Der Vagusnerv ist der längste Hirnnerv in deinem Körper. Er verläuft vom Hirnstamm durch den Hals, den Brustkorb und den Bauch und verbindet dein Gehirn mit deinem Herzen, deinen Lungen, deinem Darm und deinem Immunsystem. Der Name kommt vom lateinischen Wort für „wandern” und das passt echt gut: Dieser einzelne Nerv berührt fast jedes wichtige Organ.

Etwa 80 % seiner Fasern sind afferent, das heißt, sie leiten Informationen von den Organen zum Gehirn weiter. Die restlichen 20 % sind efferent und senden Signale vom Gehirn zurück, um die Herzfrequenz, die Verdauung und die Immunreaktionen zu regulieren [1]. Durch diese wechselseitige Kommunikation passt sich der Körper ständig an das an, was in ihm und um ihn herum geschieht.

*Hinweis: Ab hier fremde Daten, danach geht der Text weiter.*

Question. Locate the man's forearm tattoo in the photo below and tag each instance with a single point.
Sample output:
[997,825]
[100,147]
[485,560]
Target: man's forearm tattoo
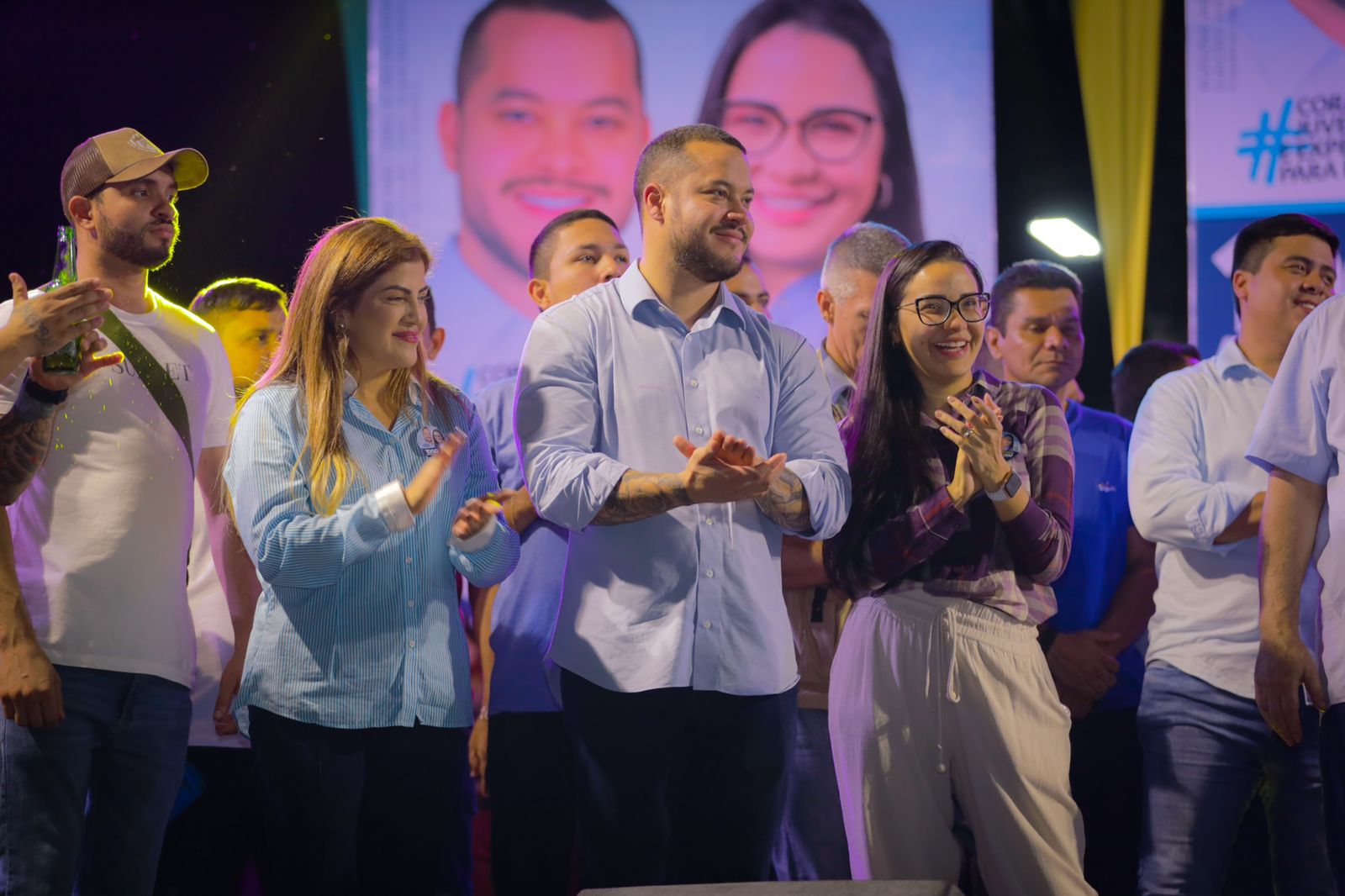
[787,503]
[642,495]
[40,331]
[24,439]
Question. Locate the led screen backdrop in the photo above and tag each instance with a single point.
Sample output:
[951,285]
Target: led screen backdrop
[849,112]
[1264,132]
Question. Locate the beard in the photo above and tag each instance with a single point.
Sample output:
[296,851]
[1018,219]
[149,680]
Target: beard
[694,253]
[131,246]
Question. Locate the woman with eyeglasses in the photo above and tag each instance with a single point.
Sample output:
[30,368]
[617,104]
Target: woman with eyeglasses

Der Vagustonus und warum er für die Gesundheit wichtig ist

Der Vagustonus bezieht sich auf die Aktivität des Vagusnervs und kann über die Herzfrequenzvariabilität (HRV) gemessen werden. Ein hoher Vagustonus bedeutet, dass dein parasympathisches Nervensystem dein Herz nach Stress effizient verlangsamen, dich in den Erholungsmodus versetzen und Entzündungen in Schach halten kann. Ein niedriger Vagustonus wird mit chronischem Stress, schlechtem Schlaf, erhöhter Ruheherzfrequenz und höheren Entzündungsmarkern in Verbindung gebracht [2].

Die in den 1990er Jahren von Stephen Porges vorgestellte Polyvagaltheorie hat dieses Bild um Nuancen erweitert. Porges schlug vor, dass der Vagus zwei unterschiedliche Äste hat. Der ventrale Vaguskomplex unterstützt soziale Interaktion und ruhige Wachsamkeit. Der dorsale Vaguskomplex löst bei extremer Bedrohung Erstarrungs- oder Abschaltreaktionen aus. Die meisten Praktiken zur Stimulation des Vagusnervs zielen darauf ab, den ventralen Ast zu stärken, der dich ruhig, konzentriert und sozial engagiert hält.

Der cholinerge entzündungshemmende Signalweg

Eine der am besten erforschten Funktionen des Vagusnervs ist seine Fähigkeit, Entzündungen zu kontrollieren. Der Mechanismus wird als cholinerger entzündungshemmender Signalweg (CAP) bezeichnet. Wenn vagale efferente Fasern feuern, setzen sie Acetylcholin frei, das an Alpha-7-Nikotinrezeptoren auf Immunzellen bindet. Dies dämpft die Produktion von proinflammatorischen Zytokinen wie TNF-alpha und IL-6 [3].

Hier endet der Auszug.